One of the mysteries of the English language finally explained.
A monetary unit of Tajikistan, equal to one hundredth of a somoni.
- ‘At last provisions became exceedingly scarce in the camp, and the price even of an ass's head was raised to five hundred dirams.’
- ‘I intend to save about 10,000 dirams monthly for 3 years and head back to India.’
- ‘Notes are in denominations of TJS100, 50, 20, 10, 5 and 1, and 50, 20, 5 and 1 diram.’
- ‘35-year old Abduholok works in a collective farm as a seasonal labourer, where he can earn 1 diram per kilogramme of cotton collected.’

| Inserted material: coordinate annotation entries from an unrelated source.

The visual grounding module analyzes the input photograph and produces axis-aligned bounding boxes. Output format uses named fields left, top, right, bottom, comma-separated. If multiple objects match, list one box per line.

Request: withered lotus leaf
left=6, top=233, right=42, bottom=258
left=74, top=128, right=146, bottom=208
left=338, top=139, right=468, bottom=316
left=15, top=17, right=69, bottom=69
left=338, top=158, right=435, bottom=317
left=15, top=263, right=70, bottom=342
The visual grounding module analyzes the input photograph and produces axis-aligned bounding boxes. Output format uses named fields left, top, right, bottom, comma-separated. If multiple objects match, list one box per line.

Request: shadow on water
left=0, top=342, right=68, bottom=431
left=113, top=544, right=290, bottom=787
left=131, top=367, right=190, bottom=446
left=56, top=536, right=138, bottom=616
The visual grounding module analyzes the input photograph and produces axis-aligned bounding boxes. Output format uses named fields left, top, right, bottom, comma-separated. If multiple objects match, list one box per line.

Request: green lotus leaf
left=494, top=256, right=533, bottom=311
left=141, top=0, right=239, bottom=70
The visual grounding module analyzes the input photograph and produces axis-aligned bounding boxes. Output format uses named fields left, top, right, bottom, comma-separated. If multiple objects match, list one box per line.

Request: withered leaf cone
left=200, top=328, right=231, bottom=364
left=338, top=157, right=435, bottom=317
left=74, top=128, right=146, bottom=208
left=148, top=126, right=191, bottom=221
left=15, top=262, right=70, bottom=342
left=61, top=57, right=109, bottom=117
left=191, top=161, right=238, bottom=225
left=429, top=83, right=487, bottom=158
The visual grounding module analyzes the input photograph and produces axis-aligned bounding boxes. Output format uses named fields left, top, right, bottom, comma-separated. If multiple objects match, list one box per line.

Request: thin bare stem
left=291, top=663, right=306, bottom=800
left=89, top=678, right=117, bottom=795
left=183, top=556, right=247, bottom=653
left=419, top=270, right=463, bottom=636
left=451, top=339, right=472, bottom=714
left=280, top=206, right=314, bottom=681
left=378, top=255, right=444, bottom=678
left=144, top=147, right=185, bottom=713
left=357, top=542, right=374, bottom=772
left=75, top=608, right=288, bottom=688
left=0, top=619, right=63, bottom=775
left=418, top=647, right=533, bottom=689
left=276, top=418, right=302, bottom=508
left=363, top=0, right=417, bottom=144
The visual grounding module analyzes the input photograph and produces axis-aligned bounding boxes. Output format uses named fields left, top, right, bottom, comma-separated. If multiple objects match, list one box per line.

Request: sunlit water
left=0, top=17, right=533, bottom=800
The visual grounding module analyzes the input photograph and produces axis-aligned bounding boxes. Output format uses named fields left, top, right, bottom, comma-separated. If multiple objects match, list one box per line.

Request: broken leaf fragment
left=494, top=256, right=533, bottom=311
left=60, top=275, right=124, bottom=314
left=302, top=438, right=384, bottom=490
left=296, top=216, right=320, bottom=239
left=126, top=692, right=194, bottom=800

- ‘You do get a fridge, and a safe is available for an extra 20 dirams a day.’
- ‘He said, ‘The pay is better than a headache, but it is a heavy and perilous task; when my life has been spent in this venture, what use will your dirams be then?’’
- ‘Last year I sold potatoes wholesale at 30 dirams [10 cents a kilogram] and at 60 dirams at the market, but prices have now doubled,’ he told IWPR.’
- ‘Their first fund-raising activity will be to sell coffee daily in the ILC for 20 dirams per cup.’
- ‘The most popular and widely used transport within the cities are buses, trolleybuses and minibuses, which will cost you 30 dirams for trolleybus and 40 dirams for bus and minibus.’
- ‘Zakoura shifted its focus to targeting the destitute with loans of 1000 diram.’
- ‘There is an additional 400 dirams to be paid on arrival which will cover food costs.’
- ‘After you get on, pay the fare (20 dirams at the time of writing) to the driver or conductor, who usually sits in the front or by the door.’